I have 3 phase power coming into my residence and had a 3 pole breaker go bad. One of the 3 circuits had burned out, with the other 2 being OK. But the breaker was useless because of that 1 circuit.
Going to the electrical supply house (after I discovered Home Depot carries no 3 phase equipment) the price for a new breaker was $96.
So I returned to HD and bought 3 single pole breakers for a few bucks.
Mounted one breaker on left side of the panel and the other two on the right side. I drilled a hole through the triggers on the side by side pair and ran a screw through the holes. This locked the 2 together. Then all I did was use both hands to flip the 3 breakers on at the same time and it worked fine.
I have used this set up for over 4 years now with no more problems. People tell me that it is not code, but I don't give a flip about that. Does it work? Yes. Is it going to cause a fire? No. That's good enough for me...........pg
02-02-2009, 12:01 PM #14
In the event of an overcurrent on one leg, your handle tie setup may not trip all 3 legs open.

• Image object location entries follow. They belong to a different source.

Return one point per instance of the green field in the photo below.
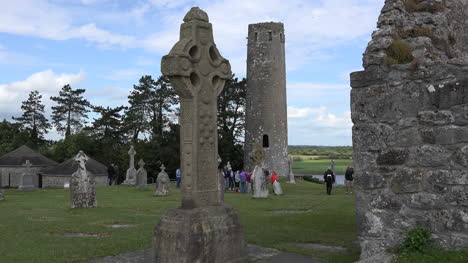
(32, 224)
(311, 165)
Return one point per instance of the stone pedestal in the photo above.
(162, 183)
(204, 234)
(82, 185)
(259, 182)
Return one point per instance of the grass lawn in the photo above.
(312, 166)
(32, 223)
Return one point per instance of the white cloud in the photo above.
(47, 82)
(318, 126)
(127, 74)
(41, 19)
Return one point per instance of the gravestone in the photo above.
(203, 229)
(142, 176)
(409, 107)
(277, 188)
(162, 183)
(82, 185)
(27, 178)
(130, 177)
(292, 180)
(259, 180)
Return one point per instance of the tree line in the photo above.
(149, 122)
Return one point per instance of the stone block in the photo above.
(443, 117)
(392, 157)
(407, 181)
(368, 180)
(205, 234)
(448, 177)
(429, 156)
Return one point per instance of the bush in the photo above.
(419, 6)
(399, 52)
(311, 179)
(417, 240)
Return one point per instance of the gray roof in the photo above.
(70, 166)
(19, 156)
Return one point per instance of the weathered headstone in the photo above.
(203, 229)
(162, 183)
(409, 107)
(27, 178)
(277, 188)
(259, 180)
(82, 185)
(131, 171)
(292, 180)
(142, 176)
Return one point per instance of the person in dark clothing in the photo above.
(110, 173)
(329, 179)
(349, 180)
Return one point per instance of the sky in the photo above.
(105, 46)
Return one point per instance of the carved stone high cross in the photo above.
(197, 72)
(132, 154)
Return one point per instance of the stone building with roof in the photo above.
(11, 166)
(57, 176)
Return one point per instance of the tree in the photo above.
(109, 125)
(33, 120)
(71, 110)
(231, 120)
(150, 104)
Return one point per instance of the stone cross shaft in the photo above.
(132, 154)
(197, 72)
(27, 164)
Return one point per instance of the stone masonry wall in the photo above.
(266, 106)
(410, 136)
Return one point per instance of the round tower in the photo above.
(266, 121)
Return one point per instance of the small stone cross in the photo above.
(27, 164)
(82, 159)
(141, 163)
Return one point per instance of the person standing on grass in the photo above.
(110, 173)
(329, 178)
(178, 177)
(243, 181)
(349, 180)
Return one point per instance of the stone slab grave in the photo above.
(259, 180)
(203, 229)
(142, 176)
(409, 107)
(130, 177)
(162, 183)
(82, 185)
(27, 178)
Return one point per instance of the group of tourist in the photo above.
(329, 179)
(235, 181)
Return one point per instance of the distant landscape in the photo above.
(310, 160)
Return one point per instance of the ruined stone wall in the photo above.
(410, 136)
(49, 181)
(266, 106)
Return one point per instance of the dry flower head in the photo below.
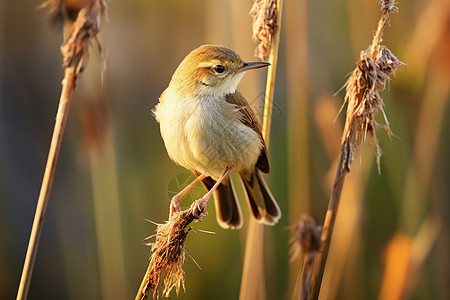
(376, 65)
(168, 255)
(265, 24)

A 3-pole breaker contains an internal common trip mechanism that opens all 3 poles even if only one pole sees an overcurrent event.

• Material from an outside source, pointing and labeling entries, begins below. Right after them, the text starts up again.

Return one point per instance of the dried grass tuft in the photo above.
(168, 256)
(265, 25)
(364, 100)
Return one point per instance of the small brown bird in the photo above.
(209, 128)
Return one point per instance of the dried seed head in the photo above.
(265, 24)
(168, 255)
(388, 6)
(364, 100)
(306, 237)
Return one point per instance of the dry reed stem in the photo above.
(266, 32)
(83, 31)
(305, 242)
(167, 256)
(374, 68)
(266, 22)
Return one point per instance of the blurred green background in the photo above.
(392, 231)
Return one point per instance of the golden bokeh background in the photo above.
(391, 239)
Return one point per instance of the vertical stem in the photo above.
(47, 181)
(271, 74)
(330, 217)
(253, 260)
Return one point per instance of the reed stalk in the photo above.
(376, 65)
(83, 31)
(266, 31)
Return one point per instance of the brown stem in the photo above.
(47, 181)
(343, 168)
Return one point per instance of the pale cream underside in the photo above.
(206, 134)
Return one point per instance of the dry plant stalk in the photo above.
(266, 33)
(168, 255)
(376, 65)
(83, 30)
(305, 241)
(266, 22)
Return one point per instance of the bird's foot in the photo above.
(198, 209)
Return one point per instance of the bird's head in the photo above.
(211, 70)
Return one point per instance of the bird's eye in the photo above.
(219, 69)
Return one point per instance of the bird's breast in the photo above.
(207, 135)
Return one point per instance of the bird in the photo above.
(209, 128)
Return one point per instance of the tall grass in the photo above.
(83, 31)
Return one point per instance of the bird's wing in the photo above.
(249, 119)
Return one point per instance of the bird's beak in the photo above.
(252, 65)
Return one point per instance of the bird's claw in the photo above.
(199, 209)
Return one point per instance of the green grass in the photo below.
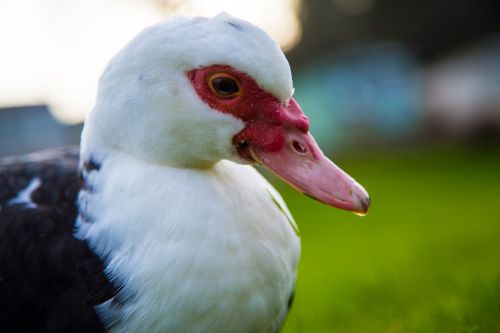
(426, 258)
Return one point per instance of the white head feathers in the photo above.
(147, 107)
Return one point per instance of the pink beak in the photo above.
(302, 164)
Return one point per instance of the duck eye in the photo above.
(224, 85)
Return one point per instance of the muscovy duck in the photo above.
(162, 224)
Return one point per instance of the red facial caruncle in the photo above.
(276, 135)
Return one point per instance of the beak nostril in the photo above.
(299, 148)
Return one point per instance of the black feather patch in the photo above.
(49, 280)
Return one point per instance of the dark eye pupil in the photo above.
(225, 86)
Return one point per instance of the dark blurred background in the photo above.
(405, 95)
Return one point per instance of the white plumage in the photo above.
(196, 240)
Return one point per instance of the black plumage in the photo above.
(49, 280)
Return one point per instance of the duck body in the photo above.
(211, 250)
(162, 224)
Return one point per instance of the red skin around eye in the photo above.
(265, 116)
(276, 136)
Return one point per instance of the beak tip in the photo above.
(364, 203)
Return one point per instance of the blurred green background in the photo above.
(425, 259)
(403, 95)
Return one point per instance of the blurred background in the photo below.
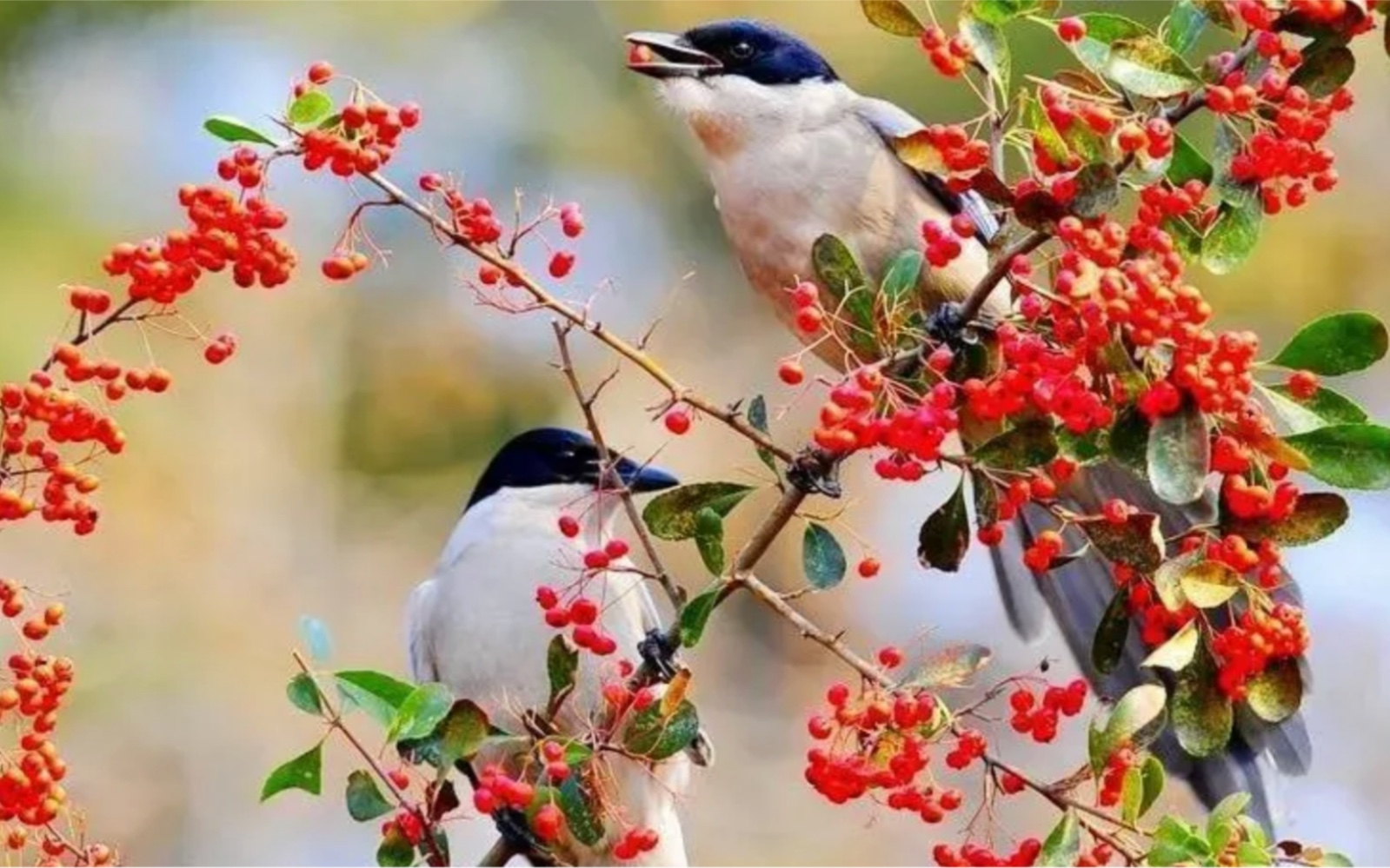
(320, 471)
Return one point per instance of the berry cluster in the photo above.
(1039, 719)
(949, 55)
(1247, 647)
(360, 138)
(1112, 779)
(877, 742)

Tying the handles together may appear to "work", but it isn't NEC compliant, and more importantly it may void your fire insurance in event of an electrical fire.
02-02-2009, 12:21 PM #15
I should clarify what I did with the 3 breakers.........
After turning the 3 on I removed the screw. Now the 3 sit as separate breakers and should 1 leg get an overload it should trip.

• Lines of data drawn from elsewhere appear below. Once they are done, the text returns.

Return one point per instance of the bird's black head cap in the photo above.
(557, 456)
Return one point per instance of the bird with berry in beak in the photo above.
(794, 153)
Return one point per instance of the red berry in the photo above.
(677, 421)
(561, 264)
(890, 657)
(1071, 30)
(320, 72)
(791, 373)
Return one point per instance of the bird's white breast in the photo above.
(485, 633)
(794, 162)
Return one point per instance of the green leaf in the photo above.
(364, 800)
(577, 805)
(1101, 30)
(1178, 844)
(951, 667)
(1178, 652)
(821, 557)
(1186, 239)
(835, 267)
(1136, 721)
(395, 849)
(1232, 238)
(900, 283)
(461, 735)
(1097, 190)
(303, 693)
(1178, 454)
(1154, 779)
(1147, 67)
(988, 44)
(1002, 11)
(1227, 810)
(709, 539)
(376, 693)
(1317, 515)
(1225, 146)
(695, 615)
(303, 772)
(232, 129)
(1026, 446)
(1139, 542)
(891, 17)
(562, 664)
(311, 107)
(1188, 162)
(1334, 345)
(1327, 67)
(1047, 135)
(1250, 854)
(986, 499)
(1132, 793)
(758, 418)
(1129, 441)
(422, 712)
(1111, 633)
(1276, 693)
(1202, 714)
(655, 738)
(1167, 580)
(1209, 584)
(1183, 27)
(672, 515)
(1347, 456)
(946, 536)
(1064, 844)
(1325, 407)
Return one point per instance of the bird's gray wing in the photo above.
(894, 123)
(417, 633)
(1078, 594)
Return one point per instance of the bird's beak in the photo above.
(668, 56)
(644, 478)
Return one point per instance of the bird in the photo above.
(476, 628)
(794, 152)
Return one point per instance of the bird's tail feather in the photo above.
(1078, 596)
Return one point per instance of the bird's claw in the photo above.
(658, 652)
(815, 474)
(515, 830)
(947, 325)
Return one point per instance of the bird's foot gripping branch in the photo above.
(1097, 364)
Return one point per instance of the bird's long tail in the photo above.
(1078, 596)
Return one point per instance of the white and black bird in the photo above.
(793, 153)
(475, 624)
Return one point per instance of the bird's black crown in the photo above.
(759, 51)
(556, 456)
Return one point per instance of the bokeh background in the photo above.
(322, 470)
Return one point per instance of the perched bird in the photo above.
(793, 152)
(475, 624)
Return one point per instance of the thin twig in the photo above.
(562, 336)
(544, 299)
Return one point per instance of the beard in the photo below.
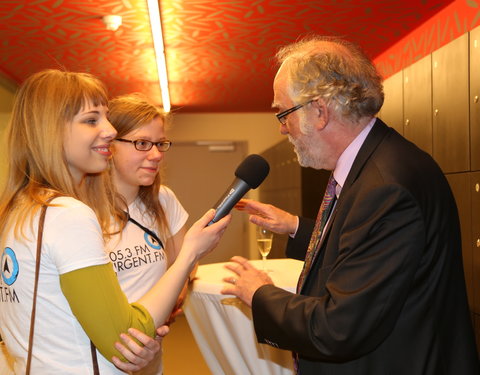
(303, 146)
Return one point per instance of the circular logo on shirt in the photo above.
(151, 241)
(9, 266)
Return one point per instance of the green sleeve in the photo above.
(102, 308)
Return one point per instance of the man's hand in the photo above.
(138, 356)
(268, 216)
(246, 281)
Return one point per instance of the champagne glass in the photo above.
(264, 242)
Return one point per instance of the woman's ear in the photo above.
(320, 111)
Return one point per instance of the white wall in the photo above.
(259, 130)
(6, 104)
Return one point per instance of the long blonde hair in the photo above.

I know it is not the correct to hook it up, but after more than 4 years with no problems what else can I say.
I also use receptacles and plugs on my 3 phase equipment out in the shop that were purchased at Lowes and Home Depot.
These are 3 pole w/ grd receptacles and plugs used on some dryers and stoves for 240V single phase service.
Instead I just wire in a phase onto each connection on the receptacles & plugs for 3 phase service. This has worked fine for 11 years now with no problems.
Yeah, I know it is not 'code', but the receps are marked 'Three Phase' and when I move it all gets pulled out and taken with me.
This is much, much cheaper than buying 3 phase parts from a supply house.
I am not saying you should do it, only this is the way I do it..........pg
02-02-2009, 01:04 PM #16
Not sure I would advertise that...
Think Snow Eh!
02-02-2009, 01:37 PM #17
I'm not advertising anything Ox.
I am just saying what has worked for me the past 11 years plus.
There is always more than one way to get the cat skinned. All it takes is to stop and think about the problem and then be guided by common sense.
If you think I would do something to endanger my own family or personal property, or anyone else's for that matter, you need to recycle that thought again..........pg
02-02-2009, 07:15 PM #18
How long something "works" doesn't necessarily say anything about how safe it is.
I think the main risk here is that someone thinks a machine (or a motor, an elec cabinet, a switch, whatever..) is de-energized and safe to work on when it might not be. For example, you turn one or two of the three breakers off, but not the third one. In your shop, as long as you remember well, label things well, etc. the risk might be small. Someplace where many people might work with the equipment, this is a serious accident waiting to happen.
02-02-2009, 07:51 PM #19
02-02-2009, 08:26 PM #20
I bought a box of breakers off of E-bay, about 100 lbs worth. I have a number of 1, 2, and 3 pole breakers. Way more than I need. They came out of a manufacturing facility and most are used but some are new. Trouble is they are up at my shop and I wont be there until Thursday. I could post a list of what I have next week. I know I have 20 and 30 amp 3 pole breakers. Also have some 95 amp 2 pole breakers.
The square-D homeline circuit breaker box has a little extra tab that keeps these breakers from seating fully. A Seimens box will handle Square-D and the breakers I bought because it doesn't have the little tab.
I don't actually have a 3 phase breaker panel set up so I can't test these, but the price would be very reasonable.